CARNIVAL OF SOULS
RELEASE DATE: Now Available on Blu-ray
WRITTEN BY: John Clifford
DIRECTED BY: Herk Harvey
STARRING: Candace Hilligoss, Frances Feist, Sidney Berger
CARNIVAL OF SOULS. It was absolutely ubiquitous on regional “chiller theater”–style broadcasts in my misspent youth. Bizarre, dream-like, and at times downright “arthaus,” this flick was unlike anything else shown on those types of programs. And as “off” as CARNIVAL seemed when viewed at a decent hour, it was nightmare fuel when viewed half asleep at 2 a.m. Above all else, it worked its way into my brain and stayed there and became a fast favorite. At the dawn of the home-video craze, CARNIVAL was even easier to come by, thanks to its public domain status allowing it to be featured on discount VHS tapes whose picture quality looked like it had been submerged in the briny depths for eternity like the film’s otherworldly denizens. … Speaking of which …
CARNIVAL OF SOULS concerns the adventures of Mary Henry, a survivor of a drag race gone horribly awry who resurfaces three hours after the crash. Mary eventually makes her way to Utah to take a position as a church organist, but along the way she begins to realize something is amiss as her radio will only play strange organ music and a pale-faced apparition begins to haunt her; which continues after she rents a room in town and begins work. What is the secret behind the seemingly supernatural goings-on and how does the strange abandoned pavilion in town factor in to the whole affair? I ain’t tellin’, my creeps!
Tightly paced, gorgeously shot, and every bit the American answer to the work of Bergman (whose films are echoed throughout with cinematography reminiscent of the great director … even the ghouls of the film bring to mind the figure of Death from Bergman’s THE SEVENTH SEAL), CARNIVAL OF SOULS is a full-on expressionistic masterpiece … and by Dagon does Criterion ever give it its due! I can’t recall ever seeing a film of this age presented with such a crystal-clear transfer (hell, many recent films don’t even look as good as CARNIVAL does here).

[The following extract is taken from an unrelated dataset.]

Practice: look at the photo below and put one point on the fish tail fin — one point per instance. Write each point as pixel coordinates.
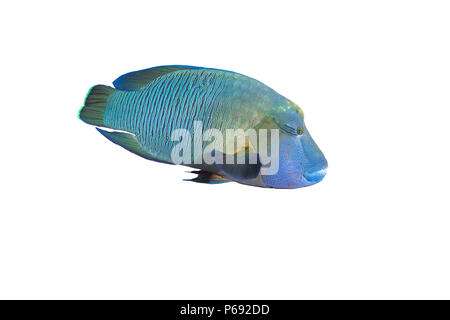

Along with that gorgeous presentation, the folks at Criterion saw fit to include an impressive array of bonus content. There’s a scene-specific commentary featuring interviews with director Herk Harvey and screenwriter John Clifford, archival documentaries and TV specials about the film and its locations, a video essay, a great interview with comedian Dana Gould (who really knows his horror biz ins and outs), a trailer, deleted scenes, industrial films for the Centron Corporation by director Harvey (his main occupation), and an essay about Centron (narrated by Gould).
To sum it all up, CARNIVAL OF SOULS is a unique, absolutely gorgeous horror flick that belongs on the shelf of each and every lover of the genre, and this release presents the film in a way that is second to none (plus those extras!!!). Highest Possible Recommendation here, my creeps!